Le germe est tranquille ; il renferme à l’état latent ses puissances évolutives il est relativement stable. Donnez-lui de la chaleur, ses molécules se séparent, et des affinités nouvelles s’y montrent. Le travail d’agrégation commence : d’abord une division bilatérale, puis la séparation de l’avant et de l’arrière, et ainsi de suite. Mais il est clair que l’individualité n’est pas attachée à la matière attirée, à la matière nutritive, elle l’est uniquement à la matière attirante. Peu importe à celle-ci que l’albumine dont elle a besoin soit composée de ces atomes-ci ou de ces atomes-là, du moment qu’elle ne réclame de cette albumine que le mode d’union de ses atomes. C’est ainsi que pour réparer nos forces, tout pain ou toute viande est bonne. Ce qui fera que les molécules du blanc et du jaune vont prendre le caractère individuel, c’est la qualité qui leur est imprimée par les puissances attractives du germe.

Une fois ces qualités fixées dans la matière, celle-ci, ou tout au moins une partie de celle-ci, constitue l’individu et persistera à le constituer jusqu’au moment de sa mort ; et ainsi la vraie raison de la permanence individuelle se trouve dans la matière du germe qui a fait sienne la matière nutritive indifférente. Nous reviendrons sur cette idée et la préciserons davantage quand nous traiterons de la génération.

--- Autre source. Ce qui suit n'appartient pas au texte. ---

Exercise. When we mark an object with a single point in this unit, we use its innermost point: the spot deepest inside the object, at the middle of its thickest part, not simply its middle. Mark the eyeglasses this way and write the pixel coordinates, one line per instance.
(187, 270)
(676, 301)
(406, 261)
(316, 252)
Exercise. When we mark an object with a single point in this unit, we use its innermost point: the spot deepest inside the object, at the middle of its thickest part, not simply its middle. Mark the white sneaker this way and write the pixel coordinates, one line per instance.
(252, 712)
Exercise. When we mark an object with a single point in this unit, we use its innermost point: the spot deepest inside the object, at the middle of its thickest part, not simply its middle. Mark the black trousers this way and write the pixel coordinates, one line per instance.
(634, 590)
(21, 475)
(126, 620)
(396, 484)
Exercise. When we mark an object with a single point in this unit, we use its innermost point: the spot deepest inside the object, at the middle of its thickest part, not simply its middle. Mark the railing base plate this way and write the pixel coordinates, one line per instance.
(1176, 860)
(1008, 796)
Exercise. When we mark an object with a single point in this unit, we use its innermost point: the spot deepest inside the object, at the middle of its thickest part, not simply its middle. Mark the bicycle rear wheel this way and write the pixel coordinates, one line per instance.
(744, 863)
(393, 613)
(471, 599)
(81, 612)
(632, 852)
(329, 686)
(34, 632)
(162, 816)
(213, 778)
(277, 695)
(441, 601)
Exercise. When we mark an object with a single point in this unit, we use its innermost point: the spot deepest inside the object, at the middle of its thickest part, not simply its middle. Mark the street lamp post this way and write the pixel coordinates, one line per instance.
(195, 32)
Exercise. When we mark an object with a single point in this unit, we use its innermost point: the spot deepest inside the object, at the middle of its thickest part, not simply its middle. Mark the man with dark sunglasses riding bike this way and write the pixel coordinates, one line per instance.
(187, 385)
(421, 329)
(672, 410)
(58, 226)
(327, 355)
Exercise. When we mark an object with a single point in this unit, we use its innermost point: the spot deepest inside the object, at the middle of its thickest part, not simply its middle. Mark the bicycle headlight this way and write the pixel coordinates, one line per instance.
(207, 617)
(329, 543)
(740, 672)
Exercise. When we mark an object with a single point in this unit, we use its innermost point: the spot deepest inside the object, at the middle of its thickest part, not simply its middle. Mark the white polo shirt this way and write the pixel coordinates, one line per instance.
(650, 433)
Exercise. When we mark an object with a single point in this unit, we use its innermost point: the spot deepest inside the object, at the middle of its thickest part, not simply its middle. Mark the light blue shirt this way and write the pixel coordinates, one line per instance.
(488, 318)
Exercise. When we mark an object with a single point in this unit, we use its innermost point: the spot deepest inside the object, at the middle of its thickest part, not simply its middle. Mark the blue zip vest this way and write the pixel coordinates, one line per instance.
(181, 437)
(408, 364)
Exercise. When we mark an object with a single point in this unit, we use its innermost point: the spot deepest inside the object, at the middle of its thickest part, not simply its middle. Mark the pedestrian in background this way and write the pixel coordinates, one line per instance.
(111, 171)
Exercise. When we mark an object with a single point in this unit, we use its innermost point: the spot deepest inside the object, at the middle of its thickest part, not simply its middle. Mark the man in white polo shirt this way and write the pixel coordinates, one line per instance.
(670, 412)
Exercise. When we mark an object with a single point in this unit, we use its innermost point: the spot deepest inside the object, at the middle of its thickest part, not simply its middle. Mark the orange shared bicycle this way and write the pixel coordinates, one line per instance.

Malgré la variété des procédés d’incubation, si je puis ainsi dire, on retrouve partout l’uniformité du procédé. La mère prépare une première nourriture pour le germe. Chez les mammifères, elle le nourrit de son propre sang ; chez les oiseaux, l’œuf contient la première provision alimentaire. Les abeilles élaborent le miel qu’elles apportent aux larves emprisonnées dans leurs cellules. Le sphex enchaîne à côté de ses œufs une proie vivante. Le bousier les entoure de fiente en forme de pilules ; les nécrophores les pondront dans des cadavres qu’ils enterreront à cette fin ; les ichneumons, dans des corps vivants. Le papillon déposera ses œufs sur des plantes qui conviendront — comment le sait-il ? — à la chenille. D’autres animaux enfin les laisseront tomber là où eux-mêmes trouvent leur nourriture, se disant que leurs enfants feront comme ils l’ont fait eux-mêmes.